Die Zertifizierung hat den Vorteil, dass der Softwarehersteller die Gewissheit über die DIN-Konformität der Analysesoftware bzw. der Finanzberater die Gewissheit über die DIN-Konformität seiner Analyse (u.a. durch Nutzung einer DIN-konformen Software und Fachwissen um die DIN-Norm) bekommt. Zudem hilft sie die Außendarstellung zu verbessern, indem man sich klar zur vollständigen Umsetzung der Norm bekennt und damit Transparenz und Verlässlichkeit in der Analyse demonstriert.

Die positiven Auswirkungen der DIN-Norm auf die Qualität der nachgelagerten Finanzberatung werden von einigen Vermögensschaden-Haftpflichtversicherern dadurch honoriert, dass sie zertifizierten, also verbindlich nach der DIN-Norm 77230 arbeitenden Vermittlern Vergünstigungen, z.B. Prämienrabatte, einräumen.

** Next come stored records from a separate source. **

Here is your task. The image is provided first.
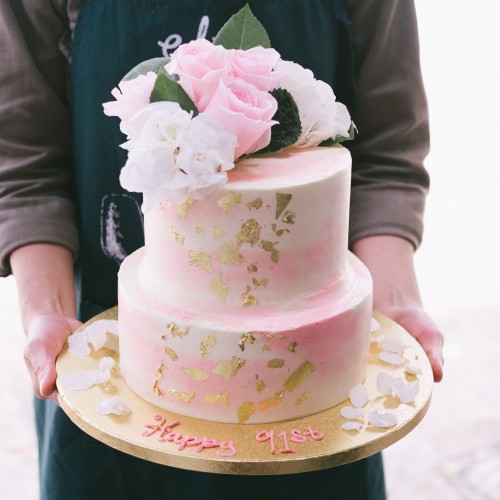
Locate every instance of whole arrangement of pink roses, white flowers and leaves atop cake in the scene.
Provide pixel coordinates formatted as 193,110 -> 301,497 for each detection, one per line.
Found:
103,5 -> 355,208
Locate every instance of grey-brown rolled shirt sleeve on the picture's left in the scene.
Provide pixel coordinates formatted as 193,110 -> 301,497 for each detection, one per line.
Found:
0,0 -> 78,276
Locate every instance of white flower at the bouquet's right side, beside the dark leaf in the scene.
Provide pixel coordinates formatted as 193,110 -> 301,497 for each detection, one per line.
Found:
274,61 -> 351,147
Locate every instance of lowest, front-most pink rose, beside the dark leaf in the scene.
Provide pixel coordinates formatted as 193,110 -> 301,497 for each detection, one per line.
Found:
205,78 -> 278,159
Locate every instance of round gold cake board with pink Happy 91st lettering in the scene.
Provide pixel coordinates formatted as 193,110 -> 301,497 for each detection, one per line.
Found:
56,307 -> 433,475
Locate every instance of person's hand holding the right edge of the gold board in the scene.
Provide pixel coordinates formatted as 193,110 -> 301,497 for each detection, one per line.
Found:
377,306 -> 444,382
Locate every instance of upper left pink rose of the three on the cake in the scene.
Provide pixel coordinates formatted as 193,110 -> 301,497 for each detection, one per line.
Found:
165,38 -> 231,112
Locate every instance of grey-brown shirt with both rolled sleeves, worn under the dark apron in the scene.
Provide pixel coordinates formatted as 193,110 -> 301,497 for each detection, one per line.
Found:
0,0 -> 429,276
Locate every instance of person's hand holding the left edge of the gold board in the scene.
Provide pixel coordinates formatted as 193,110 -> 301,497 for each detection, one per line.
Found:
24,314 -> 81,403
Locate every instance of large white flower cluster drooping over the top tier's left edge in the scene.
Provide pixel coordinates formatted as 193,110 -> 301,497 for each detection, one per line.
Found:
120,101 -> 236,212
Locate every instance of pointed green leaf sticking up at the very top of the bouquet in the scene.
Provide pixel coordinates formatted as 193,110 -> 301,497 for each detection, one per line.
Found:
214,4 -> 271,50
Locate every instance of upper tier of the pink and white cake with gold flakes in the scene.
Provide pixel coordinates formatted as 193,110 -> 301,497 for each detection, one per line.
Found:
139,147 -> 351,314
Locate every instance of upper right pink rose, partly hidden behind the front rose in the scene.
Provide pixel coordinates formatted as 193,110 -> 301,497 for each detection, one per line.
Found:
229,47 -> 283,92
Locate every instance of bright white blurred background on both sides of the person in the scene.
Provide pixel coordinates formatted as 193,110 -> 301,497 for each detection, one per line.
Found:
0,0 -> 500,500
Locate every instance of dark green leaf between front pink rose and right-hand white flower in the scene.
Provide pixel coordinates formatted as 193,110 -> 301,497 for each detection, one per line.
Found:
253,89 -> 302,155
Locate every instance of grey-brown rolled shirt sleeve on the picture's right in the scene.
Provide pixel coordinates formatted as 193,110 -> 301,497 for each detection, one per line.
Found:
344,0 -> 429,248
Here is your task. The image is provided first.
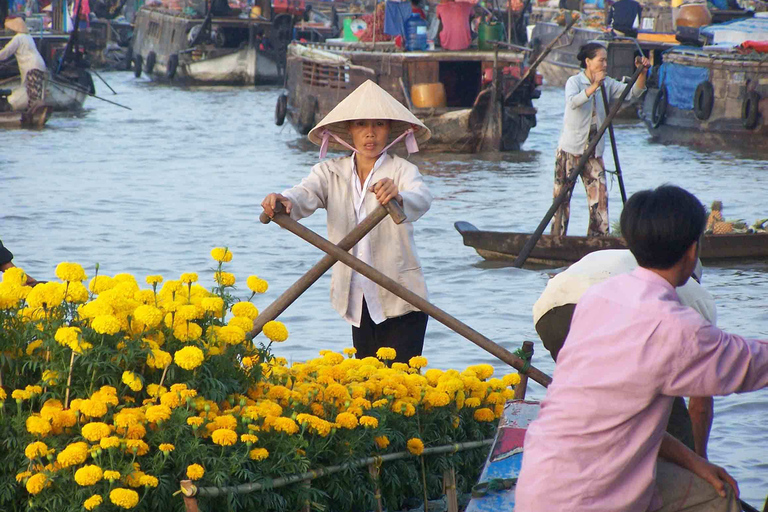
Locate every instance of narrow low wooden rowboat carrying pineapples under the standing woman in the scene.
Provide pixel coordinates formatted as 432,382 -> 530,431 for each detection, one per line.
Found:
454,221 -> 768,267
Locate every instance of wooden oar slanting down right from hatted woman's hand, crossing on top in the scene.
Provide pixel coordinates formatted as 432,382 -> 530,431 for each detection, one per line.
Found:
264,204 -> 552,387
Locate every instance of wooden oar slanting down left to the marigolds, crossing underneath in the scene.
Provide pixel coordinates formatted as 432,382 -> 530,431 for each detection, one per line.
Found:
248,201 -> 405,339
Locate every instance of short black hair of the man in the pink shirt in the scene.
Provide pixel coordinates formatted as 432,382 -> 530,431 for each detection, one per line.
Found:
621,185 -> 707,270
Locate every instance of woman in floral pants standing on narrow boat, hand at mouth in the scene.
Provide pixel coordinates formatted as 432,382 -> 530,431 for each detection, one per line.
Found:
551,43 -> 650,236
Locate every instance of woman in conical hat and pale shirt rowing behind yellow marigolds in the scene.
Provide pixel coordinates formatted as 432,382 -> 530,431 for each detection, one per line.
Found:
261,80 -> 432,362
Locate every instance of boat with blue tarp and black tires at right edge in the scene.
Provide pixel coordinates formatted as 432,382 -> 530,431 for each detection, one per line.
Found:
642,17 -> 768,149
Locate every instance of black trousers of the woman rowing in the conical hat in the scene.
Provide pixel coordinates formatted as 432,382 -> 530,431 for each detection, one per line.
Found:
352,299 -> 429,363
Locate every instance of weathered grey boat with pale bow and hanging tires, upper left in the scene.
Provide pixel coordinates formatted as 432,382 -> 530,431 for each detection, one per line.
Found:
131,2 -> 293,85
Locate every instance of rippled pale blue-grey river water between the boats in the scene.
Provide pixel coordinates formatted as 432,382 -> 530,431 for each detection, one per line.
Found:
0,72 -> 768,508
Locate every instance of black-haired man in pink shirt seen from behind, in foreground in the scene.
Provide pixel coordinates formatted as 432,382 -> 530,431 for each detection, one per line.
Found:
515,185 -> 768,512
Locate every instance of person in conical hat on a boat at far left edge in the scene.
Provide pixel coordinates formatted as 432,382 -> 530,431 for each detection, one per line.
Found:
0,18 -> 46,109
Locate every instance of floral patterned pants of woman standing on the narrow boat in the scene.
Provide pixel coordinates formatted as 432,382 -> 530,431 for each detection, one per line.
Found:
551,149 -> 610,236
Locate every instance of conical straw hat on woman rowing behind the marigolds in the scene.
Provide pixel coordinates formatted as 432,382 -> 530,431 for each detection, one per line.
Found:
309,80 -> 432,150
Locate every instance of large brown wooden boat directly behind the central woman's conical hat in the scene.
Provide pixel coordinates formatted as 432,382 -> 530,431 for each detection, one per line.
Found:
275,42 -> 540,153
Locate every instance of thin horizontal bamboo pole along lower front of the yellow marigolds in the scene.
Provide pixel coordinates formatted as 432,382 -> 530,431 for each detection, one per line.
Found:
187,439 -> 494,498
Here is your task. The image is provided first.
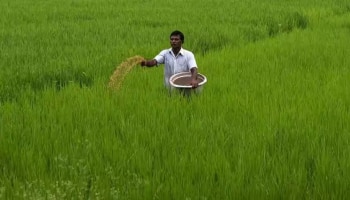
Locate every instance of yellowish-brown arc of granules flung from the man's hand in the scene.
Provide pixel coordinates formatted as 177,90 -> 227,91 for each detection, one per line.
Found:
108,55 -> 144,90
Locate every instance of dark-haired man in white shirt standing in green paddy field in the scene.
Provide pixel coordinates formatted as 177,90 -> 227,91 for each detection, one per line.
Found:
141,31 -> 198,88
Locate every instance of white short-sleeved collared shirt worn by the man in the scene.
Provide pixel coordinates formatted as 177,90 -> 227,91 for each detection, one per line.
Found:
154,48 -> 197,87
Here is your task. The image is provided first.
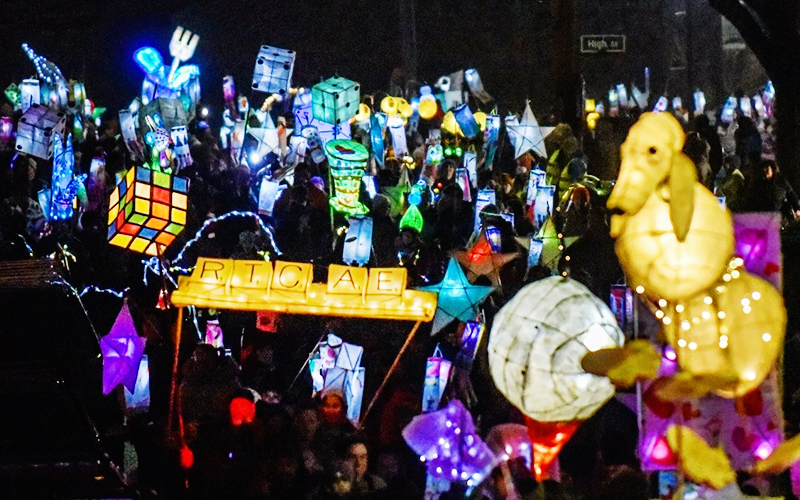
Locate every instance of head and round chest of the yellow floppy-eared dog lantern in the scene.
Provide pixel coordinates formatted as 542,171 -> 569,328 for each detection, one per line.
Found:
608,113 -> 734,300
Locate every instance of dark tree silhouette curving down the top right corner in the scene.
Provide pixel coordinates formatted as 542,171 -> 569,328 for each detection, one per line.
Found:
708,0 -> 800,188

Einzelnachweise[Bearbeiten]

  1. DIN 77230 - 2019-02 - Beuth.de. Abgerufen am 21. Mai 2019.
  2. Entstehung einer Norm. DIN e.V., abgerufen am 21. Mai 2019.
  3. Erste deutsche Norm für die Finanzdienstleistung. DIN e. V., 9. Januar 2019, abgerufen am 21. Mai 2019.
  4. n-tv NACHRICHTEN: Norm sorgt für Transparenz in der Vermögensberatung. Abgerufen am 23. Mai 2019.
  5. Provisionsdeckel: Scharfe Kritik des BDVM gegenüber Finanzministerium. In: AssCompact. 6. Mai 2019, abgerufen am 25. Mai 2019.
  6. Was die DIN 77230 bei der Finanzberatung bringt. In: Hamburger Abendblatt. 7. Februar 2019, abgerufen am 25. Mai 2019.
  7. Elke Pohl: DIN-Arbeitsausschuss verabschiedet Norm 77230. In: Versicherungsmagazin. 30. November 2018, abgerufen am 25. Mai 2019.